Asteroid 2013 WV45 passed by the Earth at a distance of 9 143 000 km (a little under 24 times the average distance between the Earth and the Moon), slightly after 2.20 pm GMT on Friday 27 December 2013. There was no danger of the asteroid hitting us, and had it done so it would have presented little threat. 2013 WV45 is calculated to be between 20 and 62 m in diameter, and an object of this size would be predicted to break up in the atmosphere between 22 and 5 km above the ground, with only fragmentary material reaching the Earth's surface.
2013 WV45 was discovered on 29 November 2013 by the University of Arizona's Mt. Lemmon Survey at the Steward Observatory on Mount Lemmon in the Catalina Mountains north of Tucson. The designation 2013 WV45 implies that the asteroid was the 1146th object discovered in the second half of November 2013 (period 2013 W).

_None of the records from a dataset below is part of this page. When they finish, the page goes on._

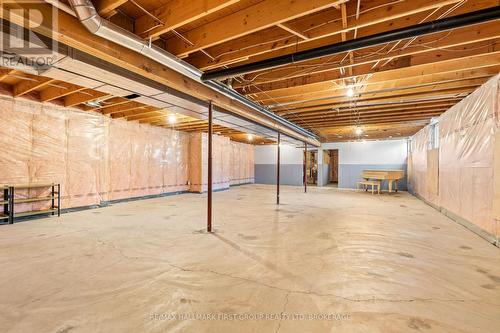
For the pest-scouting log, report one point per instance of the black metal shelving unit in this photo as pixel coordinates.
(9, 200)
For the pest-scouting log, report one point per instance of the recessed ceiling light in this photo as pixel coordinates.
(350, 91)
(172, 118)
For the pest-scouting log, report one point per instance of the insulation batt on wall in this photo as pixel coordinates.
(465, 165)
(97, 159)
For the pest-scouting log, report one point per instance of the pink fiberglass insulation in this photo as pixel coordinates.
(15, 144)
(466, 143)
(85, 142)
(120, 155)
(96, 158)
(139, 162)
(169, 171)
(48, 161)
(155, 160)
(232, 162)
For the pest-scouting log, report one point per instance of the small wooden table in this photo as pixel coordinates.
(392, 176)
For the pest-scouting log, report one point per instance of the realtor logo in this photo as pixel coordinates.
(21, 42)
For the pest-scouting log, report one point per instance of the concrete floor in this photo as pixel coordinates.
(351, 261)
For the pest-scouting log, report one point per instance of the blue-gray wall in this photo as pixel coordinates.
(290, 174)
(354, 157)
(349, 174)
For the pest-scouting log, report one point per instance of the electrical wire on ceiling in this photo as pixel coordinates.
(277, 40)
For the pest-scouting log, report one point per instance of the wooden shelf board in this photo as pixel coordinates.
(28, 185)
(34, 212)
(34, 199)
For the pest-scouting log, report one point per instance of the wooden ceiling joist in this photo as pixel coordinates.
(83, 96)
(259, 16)
(459, 43)
(396, 71)
(176, 13)
(106, 8)
(29, 84)
(60, 90)
(380, 16)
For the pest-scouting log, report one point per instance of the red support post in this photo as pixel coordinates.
(305, 167)
(278, 172)
(209, 189)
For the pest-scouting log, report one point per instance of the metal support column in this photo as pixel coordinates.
(305, 167)
(209, 189)
(278, 172)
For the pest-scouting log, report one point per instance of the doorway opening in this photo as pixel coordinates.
(333, 167)
(312, 167)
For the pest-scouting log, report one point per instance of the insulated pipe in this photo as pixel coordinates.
(209, 189)
(95, 24)
(278, 172)
(445, 24)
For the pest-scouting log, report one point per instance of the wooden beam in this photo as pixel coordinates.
(131, 105)
(389, 93)
(26, 86)
(365, 85)
(380, 16)
(176, 13)
(70, 31)
(378, 120)
(139, 114)
(441, 93)
(62, 89)
(287, 27)
(354, 115)
(4, 73)
(444, 45)
(106, 8)
(435, 61)
(259, 16)
(82, 96)
(333, 113)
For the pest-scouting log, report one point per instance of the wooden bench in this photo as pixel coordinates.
(371, 183)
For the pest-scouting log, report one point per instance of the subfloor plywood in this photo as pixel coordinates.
(353, 261)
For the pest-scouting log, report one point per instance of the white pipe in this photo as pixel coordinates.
(61, 6)
(87, 14)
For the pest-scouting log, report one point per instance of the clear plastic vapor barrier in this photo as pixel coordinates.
(460, 174)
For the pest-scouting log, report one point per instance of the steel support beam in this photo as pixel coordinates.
(209, 187)
(278, 172)
(305, 167)
(426, 28)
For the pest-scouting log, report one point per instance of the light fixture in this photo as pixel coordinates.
(94, 104)
(350, 91)
(172, 118)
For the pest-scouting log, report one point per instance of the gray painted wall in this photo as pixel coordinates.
(349, 174)
(354, 157)
(290, 174)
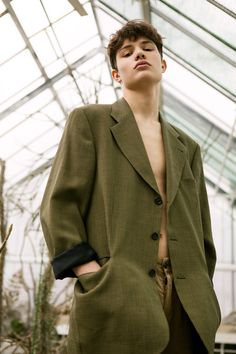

While 2013 WV45 occasionally comes near to the Earth, it does not actually cross our orbital path. It has an elliptical 922 day orbit that takes it from 1.01 AU from the Sun (1.01 times the distance at which the Earth orbits the Sun), slightly outside our orbit, to 2.69 AU from the Sun, (2.69 times the distance at which the Earth orbits the sun and considerably outside the orbit of the planet Mars), so unless an encounter with another body causes it's orbital path to alter in a very specific way (highly unlikely) there is no chance of it hitting the Earth. As a Near Earth Object that remains strictly outside the orbit of the Earth it is classed as an Amor Family Asteroid.